En un post de hace ahora dos años en este mismo blog, Ana Isabel Rábade hacía un espléndido recorrido por algunas de las novelas y relatos más significativos del escritor austriaco Stefan Zweig, como La impaciencia del corazón, Novela de ajedrez, o la encantadora novelita Carta de una desconocida. En uno de los comentarios a ese post, alguien señalaba El mundo de ayer como una de las lecturas más vivamente recomendables de Zweig. No puedo estar en más acuerdo con ese comentario y sólo lamento el tiempo que ese libro ha estado empolvándose en un estante de mi biblioteca hasta que un cierto azar lo acaba de poner entre mis manos. No el azar sino la prosa ligera, concisa y a la vez contundente de Zweig nos sumerge en una lectura ávida y sobrecogedora.
Esta autobiografía se quedaría en el gozo de una espléndida obra histórico literaria magníficamente escrita -lo que sería razón más que suficiente para recomendar su lectura- si no fuera por las reflexiones que induce. Muchos historiadores afirmarán que poco o nada tiene que ver con el actual el período comprendido en la obra, fines del XIX hasta los inicios de la segunda guerra. La historia no se repite, al decir de Voltaire, pero sí los hombres.
Zweig señala dos causas determinantes para el advenimiento de los mayores horrores acaecidos en la historia de la humanidad, a saber, los totalitarismos, materializados en el estalinismo y en los fascismos italiano y español -replicados años después en América Latina y otros rincones del planeta por quienes seguramente nunca leyeron a Voltaire-. Entre tales derivas totalitarias destaca en especial una por su feroz crudeza, si es que fuesen posibles las comparaciones: el nazismo, caldo de cultivo aderezado por el ansia de poder y de riqueza de los principales estados europeos, por un lado, y los nacionalismos excluyentes, por otro. La primera fue también causa principal de la guerra de 1914, tal como lo percibió vivamente nuestro autor. Pero el nacionalismo, unido a una fortísima crisis económica, el desencanto de las gentes hacia un sistema político amoral y el enardecimiento de las masas contra lo foráneo, lo extranjero y las razas inferiores, confluyó en el surgimiento del nacionalsocialismo cuya impronta caló firme.
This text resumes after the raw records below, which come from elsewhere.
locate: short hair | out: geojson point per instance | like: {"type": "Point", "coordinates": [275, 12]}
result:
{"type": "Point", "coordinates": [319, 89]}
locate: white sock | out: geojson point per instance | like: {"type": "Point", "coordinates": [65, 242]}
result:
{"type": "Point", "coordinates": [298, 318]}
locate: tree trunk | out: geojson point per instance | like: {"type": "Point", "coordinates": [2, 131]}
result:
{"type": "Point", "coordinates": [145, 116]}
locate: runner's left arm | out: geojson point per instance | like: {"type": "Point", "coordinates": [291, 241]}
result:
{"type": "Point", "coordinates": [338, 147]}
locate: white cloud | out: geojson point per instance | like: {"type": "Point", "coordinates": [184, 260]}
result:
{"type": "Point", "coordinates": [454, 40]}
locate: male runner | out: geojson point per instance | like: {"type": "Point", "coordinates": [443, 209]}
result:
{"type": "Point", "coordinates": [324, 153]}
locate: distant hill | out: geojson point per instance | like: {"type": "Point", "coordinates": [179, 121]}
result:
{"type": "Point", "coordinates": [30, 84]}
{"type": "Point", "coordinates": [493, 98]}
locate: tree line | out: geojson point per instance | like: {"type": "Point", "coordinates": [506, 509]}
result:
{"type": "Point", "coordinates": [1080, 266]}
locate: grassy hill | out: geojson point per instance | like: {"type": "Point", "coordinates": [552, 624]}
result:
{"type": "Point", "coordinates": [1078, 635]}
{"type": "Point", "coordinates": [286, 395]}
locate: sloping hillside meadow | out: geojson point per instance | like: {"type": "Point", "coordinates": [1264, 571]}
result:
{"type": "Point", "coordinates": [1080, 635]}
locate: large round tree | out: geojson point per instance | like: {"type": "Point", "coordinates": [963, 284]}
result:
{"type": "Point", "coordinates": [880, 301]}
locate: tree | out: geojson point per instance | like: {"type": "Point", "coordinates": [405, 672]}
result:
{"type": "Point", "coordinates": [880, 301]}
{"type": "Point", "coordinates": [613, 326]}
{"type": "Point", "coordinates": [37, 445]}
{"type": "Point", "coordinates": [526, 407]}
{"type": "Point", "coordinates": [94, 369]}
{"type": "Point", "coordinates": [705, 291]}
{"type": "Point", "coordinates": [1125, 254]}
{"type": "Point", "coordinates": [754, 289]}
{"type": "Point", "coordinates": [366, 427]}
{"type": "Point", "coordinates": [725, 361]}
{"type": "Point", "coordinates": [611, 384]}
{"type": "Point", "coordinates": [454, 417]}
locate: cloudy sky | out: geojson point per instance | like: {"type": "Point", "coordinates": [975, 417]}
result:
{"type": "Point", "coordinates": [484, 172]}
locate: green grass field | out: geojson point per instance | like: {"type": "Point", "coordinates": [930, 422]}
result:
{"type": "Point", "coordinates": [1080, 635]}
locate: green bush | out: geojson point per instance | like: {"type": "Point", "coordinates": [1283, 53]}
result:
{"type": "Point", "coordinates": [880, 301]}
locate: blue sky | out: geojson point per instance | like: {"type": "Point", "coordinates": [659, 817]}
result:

Metódica, estructural y minuciosamente planificado, sólo una mente austroalemana bien pertrechada para la perfidia y la vesania podía pergeñar.
Stefan Zweig, admirador y amigo de grandes pensadores y escritores universales, muchos como él de origen judío y por tanto, víctimas también del horror, como Freud, Kafka, Einstein o Benjamin, no cesa en su perplejidad ante lo que ocurre en su querida Europa que siempre ha anhelado unida pero sin fronteras, culta, tolerante, acogedora y próspera, como la había percibido en la Austria de su niñez y primera juventud. Bien cierto que desde su atalaya acomodada de burgués ilustrado, esa Europa soñada, sin embargo, no excluía a nadie, quizá tampoco a quienes acabaron destruyéndola. Tal vez haya sido ese uno de los graves errores de aquel tiempo, si es que no del único tiempo, el nuestro incluido. El mal -concluye al final de la obra- sea acaso consustancial a la naturaleza humana, y así como el hombre es capaz de alcanzar las más altas cotas de progreso y bienestar intelectual, cultural y material, también posee condiciones innatas para perpetuar las más aviesas de las maldades.
Acaso sea cierto que la historia no se repite, pero es muy probable que Voltaire tuviera razón y los hombres repetimos el mal con excesiva frecuencia. Leer hoy a Zweig sea acaso un buen ejercicio para no repetir no sólo la historia sino a nosotros mismos. Signos del mal no están ausentes de nuestras vidas y Noruega, entre otros muchos, acaba de ser un triste signo.